Cooling therapy has been suggested as a means for improving spasticity, although rigorous scientific studies with large groups of subjects are lacking. There is variability as to the most efficacious cooling techniques, which range from ice and cold water baths to cold packs and cooling garments that use circulating coolants and run on a battery.

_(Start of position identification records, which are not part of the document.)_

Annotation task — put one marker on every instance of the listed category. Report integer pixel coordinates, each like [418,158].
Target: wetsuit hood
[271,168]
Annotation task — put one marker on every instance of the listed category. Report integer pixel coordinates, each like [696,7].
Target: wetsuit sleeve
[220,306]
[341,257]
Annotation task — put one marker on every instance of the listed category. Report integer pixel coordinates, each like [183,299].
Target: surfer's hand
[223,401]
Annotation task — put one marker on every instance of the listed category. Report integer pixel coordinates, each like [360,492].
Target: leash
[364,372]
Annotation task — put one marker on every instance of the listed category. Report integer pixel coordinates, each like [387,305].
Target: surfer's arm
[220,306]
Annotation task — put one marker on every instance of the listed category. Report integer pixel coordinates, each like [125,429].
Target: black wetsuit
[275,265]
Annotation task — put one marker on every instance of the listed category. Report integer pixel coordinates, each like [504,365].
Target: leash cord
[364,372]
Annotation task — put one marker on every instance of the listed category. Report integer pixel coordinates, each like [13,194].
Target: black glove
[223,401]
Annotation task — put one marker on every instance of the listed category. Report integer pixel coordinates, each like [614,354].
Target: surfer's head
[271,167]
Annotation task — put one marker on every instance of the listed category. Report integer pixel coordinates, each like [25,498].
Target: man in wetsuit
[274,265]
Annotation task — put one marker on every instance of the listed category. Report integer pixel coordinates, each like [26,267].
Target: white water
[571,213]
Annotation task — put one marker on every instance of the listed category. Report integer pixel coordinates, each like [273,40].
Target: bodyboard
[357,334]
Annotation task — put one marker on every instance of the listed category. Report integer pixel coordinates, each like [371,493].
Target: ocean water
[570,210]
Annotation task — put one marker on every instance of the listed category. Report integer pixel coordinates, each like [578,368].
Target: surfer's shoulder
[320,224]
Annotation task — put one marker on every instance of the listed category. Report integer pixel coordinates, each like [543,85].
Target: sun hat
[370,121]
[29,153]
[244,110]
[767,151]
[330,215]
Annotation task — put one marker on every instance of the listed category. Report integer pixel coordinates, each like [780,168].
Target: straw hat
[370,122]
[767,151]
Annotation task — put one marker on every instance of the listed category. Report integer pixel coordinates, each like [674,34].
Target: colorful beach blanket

When sitting for long periods in a wheelchair, there is a greater risk of tone increase and muscle shortening (for example of hip adductors and hip flexors). Rehabilitation should then include instruction on sitting correctly in a toneinhibiting posture (for example, with knees separated). Tone-inhibiting postures enable long-term stretching of the spastic muscles and are effective in preventing muscle shortening. Another option is to use a tilting table to stretch hip flexors and calf muscles using body weight. For the arms, one can consider individually adapted splints, for example to maintain an open hand position, which is important for hand hygiene.

Muscle contractures (for example, hamstrings or hand flexors) may be present at this stage. When these hamper functional activities, serial casting (a temporary cast) can be used to recover a full range of motion.

Conclusions
Rehabilitation can offer guidance and therapy to reduce spasticity and prevent muscle contractures and joint stiffness. However, a multi-dimensional evaluation must be performed to investigate the interplay between spasticity and functional mobility before selecting the best rehabilitation approach. Rehabilitation interventions can then be used alongside pharmacological and neurosurgical treatments.